Re: Minimize Correlation between Selected Observations

CaseyCodd · Posted 12-06-2017 11:22 AM

I am trying to write a model that selects items for an assessment. We have a measure of lexical similarity between item pairs that we would like to minimize. The intent is to select a set of items that are as diverse as possible. The similarity index is essentially a correlation matrix.

The code below seems to do what I want for simple problems (e.g., selecting 15 items from a pool of 100), but it does not scale well when either the pool or the number of items selected increase. Are there any suggestions on how to make this model more efficient? A large percentage of the elements in the correlation matrix are 0, if that affects any suggestions.

Thank you.

proc optmodel;
set QuestionIDs;
read data ItemData into QuestionIDs = [questionid];

num CSI {i in QuestionIDs,j in QuestionIDs} init 0;
read data tall into [Q1 Q2] CSI CSI[Q2,Q1]=CSI;

var x{QuestionIDs} BINARY;

constraint TotItems: sum{i in QuestionIDs}x[i]=15;

var Ynew{i in questionIDs, j in questionIDs: j>i} BINARY;
	constraint lin1{i in QuestionIDs, j in QuestionIDs: j>i}: Ynew[i,j] <= x[i];
	constraint lin2{i in QuestionIDs, j in QuestionIDs: j>i}: Ynew[i,j] <= x[j];
	constraint lin3{i in QuestionIDs, j in QuestionIDs: j>i}: Ynew[i,j] >= x[i]+x[j]-1;

min totCSI = sum{i in questionIDs, j in questionIDs: j>i}Ynew[i,j]*CSI[i,j];

solve with milp;

RobPratt · Posted 12-06-2017 12:48 PM

Assuming CSI[i,j] >= 0, your constraints lin1 and lin2 will naturally be satisfied because of the objective, so you could reduce the problem size by omitting them. If that doesn't help, please share the data.

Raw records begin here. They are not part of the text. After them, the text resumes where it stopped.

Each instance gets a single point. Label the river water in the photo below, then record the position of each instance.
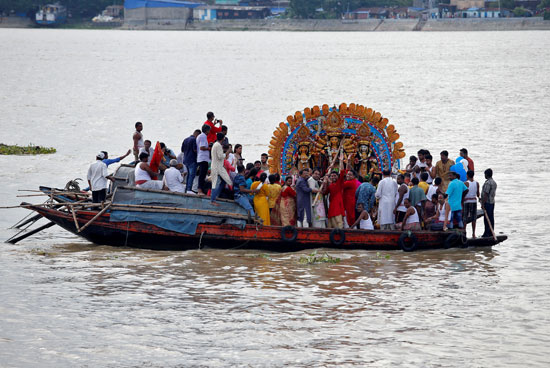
(65, 302)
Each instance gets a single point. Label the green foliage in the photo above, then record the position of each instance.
(313, 258)
(24, 150)
(520, 11)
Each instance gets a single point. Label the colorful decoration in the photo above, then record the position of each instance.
(314, 137)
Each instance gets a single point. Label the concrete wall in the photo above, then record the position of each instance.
(16, 22)
(486, 24)
(286, 25)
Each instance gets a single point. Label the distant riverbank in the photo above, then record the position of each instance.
(316, 25)
(364, 25)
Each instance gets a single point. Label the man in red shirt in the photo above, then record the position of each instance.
(336, 210)
(464, 155)
(214, 130)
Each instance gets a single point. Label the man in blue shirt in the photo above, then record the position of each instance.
(189, 149)
(455, 190)
(240, 191)
(107, 161)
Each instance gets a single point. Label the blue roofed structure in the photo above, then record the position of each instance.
(158, 12)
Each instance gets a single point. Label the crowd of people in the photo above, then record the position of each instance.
(422, 196)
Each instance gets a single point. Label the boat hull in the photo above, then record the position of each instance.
(271, 238)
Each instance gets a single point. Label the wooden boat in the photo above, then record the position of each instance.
(97, 226)
(151, 219)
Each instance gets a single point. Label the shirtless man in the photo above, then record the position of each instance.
(138, 140)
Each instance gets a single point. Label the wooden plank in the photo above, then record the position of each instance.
(95, 217)
(143, 208)
(32, 232)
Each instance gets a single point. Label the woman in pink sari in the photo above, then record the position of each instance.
(287, 204)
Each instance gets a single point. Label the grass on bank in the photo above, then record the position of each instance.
(25, 150)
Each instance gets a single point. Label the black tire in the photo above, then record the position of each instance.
(286, 229)
(408, 246)
(337, 232)
(452, 240)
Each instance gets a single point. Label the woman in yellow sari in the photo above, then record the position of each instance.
(287, 209)
(261, 205)
(273, 193)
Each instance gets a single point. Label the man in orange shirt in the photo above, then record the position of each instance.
(214, 130)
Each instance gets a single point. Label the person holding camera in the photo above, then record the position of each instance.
(214, 130)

CaseyCodd · Posted 12-06-2017 02:09 PM

The selection variable X determines whether an individual item will appear on the test. Because CSI is about correlations (i.e., relationships between item pairs), I created Ynew to determine whether the pair X[i] and X[j] were both selected. Logically, Ynew[i,j] = X[i]*X[j]. In words, if both i and j are selected, then the item pair comprised of i and j is also selected. If either i or j is not selected, then the pair [i,j] is also not selected. The problem with Ynew[i,j]=X[i]*X[j] is that it is nonlinear. Therefore, I used the constraints lin1, lin2, and lin3 to linearize that relationship. Is there a better way to do this part?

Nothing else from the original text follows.